Findings and Significance
Our first major finding was on pretreatment contrast-enhanced computed tomography (CT): we found that high radiomic autocorrelation of metastatic implants in the omentum was associated with shorter overall survival. While most HGSOC radiomic studies have focused on primary adnexal lesions, we found that omental radiomic features were more strongly associated with survival outcomes. Furthermore, omental implants are much easier than adnexal lesions for radiologists to segment, a necessary preprocessing step. The omentum is also the most common site of tropism for HGSOC, making it further advantageous.

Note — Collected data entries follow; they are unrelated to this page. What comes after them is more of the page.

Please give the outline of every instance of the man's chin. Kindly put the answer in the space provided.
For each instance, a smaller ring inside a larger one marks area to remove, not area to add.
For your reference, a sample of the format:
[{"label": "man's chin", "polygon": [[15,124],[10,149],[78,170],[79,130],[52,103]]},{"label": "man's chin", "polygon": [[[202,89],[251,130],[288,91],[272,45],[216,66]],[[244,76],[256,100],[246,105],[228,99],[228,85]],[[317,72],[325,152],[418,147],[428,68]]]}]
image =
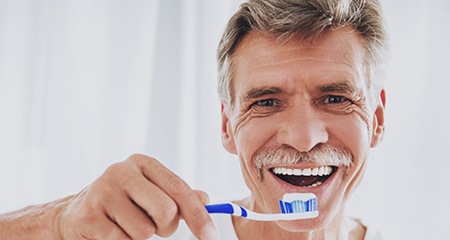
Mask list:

Our second major finding was on pretreatment digital histopathology: our computational model based on average tumor nuclear size and stroma morphology stratified patients by overall survival. Patients with higher mean tumor nuclear size exhibited poorer overall survival, perhaps reflecting whole-genome duplication or cellular fusion. This pipeline identified leads on some additional pathologic risk factors for HGSOC beyond stage. Though the features did not remain significantly associated with overall survival after correction for multiple testing, 20 of the 24 top features were associated with tumor nuclear size, suggesting a robust association. The stromal morphological feature is more challenging to interpret and requires further validation and future investigation to test its generalizability, especially given the variable sizes of individual tissue specimens. We hope our framework will serve as an open-source methodology to extract interpretable quantitative features from whole-slide images of tissue specimens in other cancer subtypes.

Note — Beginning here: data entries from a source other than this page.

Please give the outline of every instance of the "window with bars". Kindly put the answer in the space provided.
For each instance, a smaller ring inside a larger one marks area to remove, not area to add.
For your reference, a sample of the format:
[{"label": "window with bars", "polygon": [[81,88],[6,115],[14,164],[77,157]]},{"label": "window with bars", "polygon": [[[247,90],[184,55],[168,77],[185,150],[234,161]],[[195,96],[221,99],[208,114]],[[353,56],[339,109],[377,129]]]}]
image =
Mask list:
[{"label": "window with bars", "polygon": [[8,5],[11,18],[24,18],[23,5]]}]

Our third major finding was that our two imaging-based models provided additive prognostic value beyond previously known clinical and genomic factors. Combining radiologic, histopathologic, and genomic risk scores improved patient stratification beyond that of any single modality. This effect held for both overall and progression-free survival. Hence, these imaging modalities at different spatial scales contain distinct prognostic information. Finally, we empirically demonstrated that our machine learning approach—which we designed to learn from cases with missing data modalities—outperformed a conventional method, which learned only from cases with all data modalities available.

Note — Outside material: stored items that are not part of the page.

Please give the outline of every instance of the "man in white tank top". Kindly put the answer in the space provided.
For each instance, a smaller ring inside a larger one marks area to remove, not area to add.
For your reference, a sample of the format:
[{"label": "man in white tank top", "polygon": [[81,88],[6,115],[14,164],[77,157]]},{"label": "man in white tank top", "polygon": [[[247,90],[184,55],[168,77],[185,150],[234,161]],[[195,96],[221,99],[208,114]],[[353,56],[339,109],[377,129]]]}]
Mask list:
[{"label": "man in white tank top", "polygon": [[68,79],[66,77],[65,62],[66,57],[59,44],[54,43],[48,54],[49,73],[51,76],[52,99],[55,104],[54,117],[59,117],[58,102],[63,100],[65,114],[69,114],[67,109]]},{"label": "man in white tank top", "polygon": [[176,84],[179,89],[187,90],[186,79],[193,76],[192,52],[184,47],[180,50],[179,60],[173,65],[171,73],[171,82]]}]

In this work, we identified radiologic and histopathological biomarkers for HGSOC and developed a machine learning model to integrate them, empirically demonstrating that multi-scale data integration improves patient risk stratification. This serves as a proof of principle for such studies, though the withheld test set is relatively small. We took care to minimize the risk of overfitting (e.g., by applying uniform feature selection algorithm, withholding the test set, and minimizing the number of trainable parameters in the multimodal fusion portion of the model), and the next steps involve amalgamating a larger multi-institutional dataset to strengthen the generalizability and validation of the model. A larger dataset would also help clarify the histopathological features associated with overall survival. This work was the basis of a successful OCRA grant awarded to address these next steps. We hope that in the future, oncologists could use such models to aid in decisions around frequency of surveillance imaging, whether to administer maintenance chemotherapy, and whether to suggest clinical trials for patients at risk of suffering poor response to standard therapy.